Sep 19, 2013

Proposal to Gradually Raise Bar Will Receive Public Comment in Advance of December Consideration

BATON ROUGE, La. — After months of discussion with educators and administrators, the Department of Education today presented a set of assessment and accountability policy proposals as part of Louisiana’s gradual transition to more rigorous expectations.  Delivered to the Superintendents’ Advisory Council, today’s presentation focused on the concept of putting students on a level playing field with peers around the country while not denigrating schools in the process.

The Department detailed three recommendations related to the transition in grades three through eight:


  1. Louisiana would maintain its plan to begin administering tests of more rigorous fundamental reading, writing, and math standards in grades 3-8 as of spring 2015.
  2. Louisiana would maintain a relatively stable distribution of test scores in 2013-2014 and in years hence, provided that educators learn new expectations.  Then, as it did with the current LEAP and iLEAP state-made assessments, Louisiana would gradually raise the definition of “proficient” over multiple years on the assessments so that students and educators have time to meet the new, higher expectations.
  3. Because of this approach to test scores, Louisiana school and district letter grades should not dramatically shift.  To further ensure stability during the transition period, the Department will propose a rule that ensures schools may not drop more than one letter grade in the first year of administration.

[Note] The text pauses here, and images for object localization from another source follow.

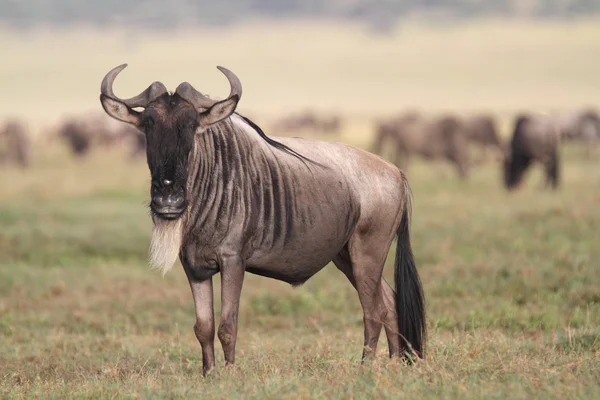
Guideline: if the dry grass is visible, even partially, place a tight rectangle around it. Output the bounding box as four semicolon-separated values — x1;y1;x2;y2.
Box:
1;18;600;399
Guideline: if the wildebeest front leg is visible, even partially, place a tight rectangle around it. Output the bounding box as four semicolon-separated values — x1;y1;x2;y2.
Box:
188;278;216;376
218;256;245;365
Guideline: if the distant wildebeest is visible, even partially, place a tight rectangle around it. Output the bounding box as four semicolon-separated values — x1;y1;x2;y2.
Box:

“This plan raises expectations without hurting students or denigrating teachers and schools,” said State Superintendent John White.  “We have made great strides, and that should be respected. At the same time, this plan makes sure our state continues to move forward so that our kids are prepared for the economic opportunities they deserve after high school and college.”

At future meetings, the Department committed to presenting proposals regarding high school policies, including test scheduling, graduation requirements, and promotion guidelines for students. Additionally, Superintendent John White will be discussing these proposals with educators on his statewide tour.

Louisiana first began using a statewide assessment in 1999 with the implementation of LEAP and then iLEAP. This allowed Louisiana to measure student achievement; the state has seen dramatic improvement in those years. On the National Assessment of Education Progress (NAEP), the average performance of a Louisiana 4th grader has grown by a full grade level in both math and reading over the last decade. 8th grade students have shown similar progress in math.

At the same time, Louisiana still trails most states in literacy and math achievement, ranking between 45th and 48th among states on most measures. By shifting to new assessments in 2015, the state would be able to compare how Louisiana students are performing in comparison to their peers across the country, ensuring they would be better prepared for success during their adult lives.

The Department has been working with teachers, school leaders, and superintendents across the state to prepare for this transition by providing resources and information. The Classroom Support Toolbox has resources for district staff, teachers, and principals that provide examples of these assessments and how to align instruction to this higher bar. Additionally, the Department has and is continuing to work with Teacher Leaders so that every school in the state has a point of contact that can support them in this work. Example questions in both English language arts and math and field tests provide a first look at what this level of rigor will look like in 2015, and the Department will continue to support educators through additional example items and training to ensure that Louisiana students and teachers are prepared as the state raises the bar for learning.